The population of Dandaji is young and literacy rates are low, with the local middle school serving children from five surrounding villages. The new library has provided books, quiet spaces and a computer lab in an effort to boost graduation rates. It has also welcomed women’s groups, who now have a civic space where they can meet and run workshops. To renovate the building, Kamara and her team invited the masons who originally worked on the building back to the village to participate in the work, and they also contributed in the construction of the new one. For both they used compressed earth bricks, which are much easier to maintain than the adobe used on the original façade, but have the same thermal qualities. The project won the LafargeHolcim Awards for Sustainable Construction in 2017, and soon after Kamara was invited to join the Rolex Protégé programme, which entails a twoyear mentorship with David Adjaye.

Kamara has always loved architecture but, being a practical person, she studied computer science instead. “I wanted to be an architect since I was ten years old, but I didn’t think it was reasonable. I didn’t know any African architects then,” she says. The yearning never faded however, and several years into her computer-engineering career in the US, she quit and returned to school to follow her vocation, at the University of Washington. “While studying I would have moments at 3am when I would get overwhelmed and just tear up because I felt so in harmony,” she recalls.

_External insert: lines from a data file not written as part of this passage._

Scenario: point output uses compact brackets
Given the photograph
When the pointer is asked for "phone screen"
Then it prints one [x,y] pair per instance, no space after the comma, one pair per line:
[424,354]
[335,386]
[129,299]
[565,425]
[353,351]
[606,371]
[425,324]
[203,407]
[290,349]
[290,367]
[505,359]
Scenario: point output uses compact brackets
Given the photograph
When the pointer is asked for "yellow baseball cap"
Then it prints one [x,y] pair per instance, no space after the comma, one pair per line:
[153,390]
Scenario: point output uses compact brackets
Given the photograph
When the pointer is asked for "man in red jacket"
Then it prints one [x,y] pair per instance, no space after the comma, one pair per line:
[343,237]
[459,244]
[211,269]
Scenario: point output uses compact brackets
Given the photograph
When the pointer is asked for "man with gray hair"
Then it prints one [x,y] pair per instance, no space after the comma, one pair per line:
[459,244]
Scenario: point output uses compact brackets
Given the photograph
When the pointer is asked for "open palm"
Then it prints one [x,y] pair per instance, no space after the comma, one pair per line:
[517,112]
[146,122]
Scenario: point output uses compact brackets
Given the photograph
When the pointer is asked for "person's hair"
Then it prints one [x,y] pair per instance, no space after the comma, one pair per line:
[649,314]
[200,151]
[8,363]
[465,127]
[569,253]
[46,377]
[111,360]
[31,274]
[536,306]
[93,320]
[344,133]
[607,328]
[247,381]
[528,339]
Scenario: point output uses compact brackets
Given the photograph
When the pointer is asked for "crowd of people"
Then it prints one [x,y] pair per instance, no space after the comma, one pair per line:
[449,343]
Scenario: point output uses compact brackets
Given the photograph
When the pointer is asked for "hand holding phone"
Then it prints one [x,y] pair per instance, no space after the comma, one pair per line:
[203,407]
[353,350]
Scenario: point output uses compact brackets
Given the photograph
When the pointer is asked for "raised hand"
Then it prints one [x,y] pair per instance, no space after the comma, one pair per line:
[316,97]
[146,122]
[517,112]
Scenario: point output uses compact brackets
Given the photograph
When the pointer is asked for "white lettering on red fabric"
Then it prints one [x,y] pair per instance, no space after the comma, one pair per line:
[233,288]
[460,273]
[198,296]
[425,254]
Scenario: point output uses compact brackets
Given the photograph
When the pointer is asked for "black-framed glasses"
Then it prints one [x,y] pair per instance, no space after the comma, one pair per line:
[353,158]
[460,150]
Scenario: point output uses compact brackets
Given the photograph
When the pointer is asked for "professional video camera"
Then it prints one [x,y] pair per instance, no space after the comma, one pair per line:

Kamara now divides her time between Niamey, Niger’s capital, and Providence, near Boston, Massachusetts. At the moment she and Adjaye are working on a cultural centre in Niamey. During workshops with local youth to develop the project, it became clear that there was a hunger among them for learning. When presented with a series of objects they resonated most with books, which they saw as a means of experiencing worlds beyond their own lives. “The impact and the consequences of what you build are much more impactful in countries that are vulnerable. It’s not theoretical. There is a huge responsibility that comes with the practice,” she reflects. “However, something that serves purpose can also be beautiful.”